Нос образовал чуть заметно выпуклую, грациозную линию; губы
тонкие и большею частию сжатые: признак непрерывно устремленной на
что-нибудь мысли. То же присутствие говорящей мысли светилось в
зорком, всегда бодром, ничего не пропускающем взгляде темных, серо-
голубых глаз. Брови придавали особенную красоту глазам: они не были
дугообразны, не округляли глаз двумя тоненькими, нащипанными пальцем
ниточками – нет, это были две русые, пушистые, почти прямые полоски,
которые редко лежали симметрично: одна на линию была выше другой, от
этого над бровью лежала маленькая складка, в которой как будто что-то
говорило, будто там покоилась мысль.
Ходила Ольга с наклоненной немного вперед головой, так стройно,
благородно покоившейся на тонкой, гордой шее; двигалась всем телом
ровно, шагая легко, почти неуловимо…
«Что это она вчера смотрела так пристально на меня? – думал
Обломов. – Андрей божится, что о чулках и о рубашке еще не говорил, а
говорил о дружбе своей ко мне, о том, как мы росли, учились, – все, что
было хорошего, и между тем (и это рассказал), как несчастлив Обломов,
как гибнет все доброе от недостатка участия, деятельности, как слабо
мерцает жизнь и как…»
«Чему ж улыбаться? – продолжал думать Обломов. – Если у ней есть
сколько-нибудь сердца, оно должно бы замереть, облиться кровью от
жалости, а она… ну, Бог с ней! Перестану думать! Вот только съезжу
сегодня отобедаю – и ни ногой».
Проходили дни за днями: он там и обеими ногами, и руками, и
головой.
В одно прекрасное утро Тарантьев перевез весь его дом к своей куме, в
переулок, на Выборгскую сторону, и Обломов дня три провел, как давно не
проводил: без постели, без дивана, обедал у Ольгиной тетки.
Вдруг оказалось, что против их дачи есть одна свободная. Обломов
нанял ее заочно и живет там. Он с Ольгой с утра до вечера; он читает с ней,
посылает цветы, гуляет по озеру, по горам… он, Обломов.
Чего не бывает на свете! Как же это могло случиться? А вот как.

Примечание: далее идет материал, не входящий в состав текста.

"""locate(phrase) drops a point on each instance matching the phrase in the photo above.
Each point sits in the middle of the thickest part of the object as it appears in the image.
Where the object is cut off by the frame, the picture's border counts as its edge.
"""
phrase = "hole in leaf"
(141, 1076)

Когда они обедали со Штольцем у ее тетки, Обломов во время обеда
испытывал ту же пытку, что и накануне, жевал под ее взглядом, говорил,
зная, чувствуя, что над ним, как солнце, стоит этот взгляд, жжет его,
тревожит, шевелит нервы, кровь. Едва-едва на балконе, за сигарой, за
дымом, удалось ему на мгновение скрыться от этого безмолвного,
настойчивого взгляда.
– Что это такое? – говорил он, ворочаясь во все стороны. – Ведь это
мученье! На смех, что ли, я дался ей? На другого ни на кого не смотрит так:
не смеет. Я посмирнее, так вот она… Я заговорю с ней! – решил он, – и
выскажу лучше сам словами то, что она так и тянет у меня из души
глазами.
Вдруг она явилась перед ним на пороге балкона; он подал ей стул, и
она села подле него.
– Правда ли, что вы очень скучаете? – спросила она его.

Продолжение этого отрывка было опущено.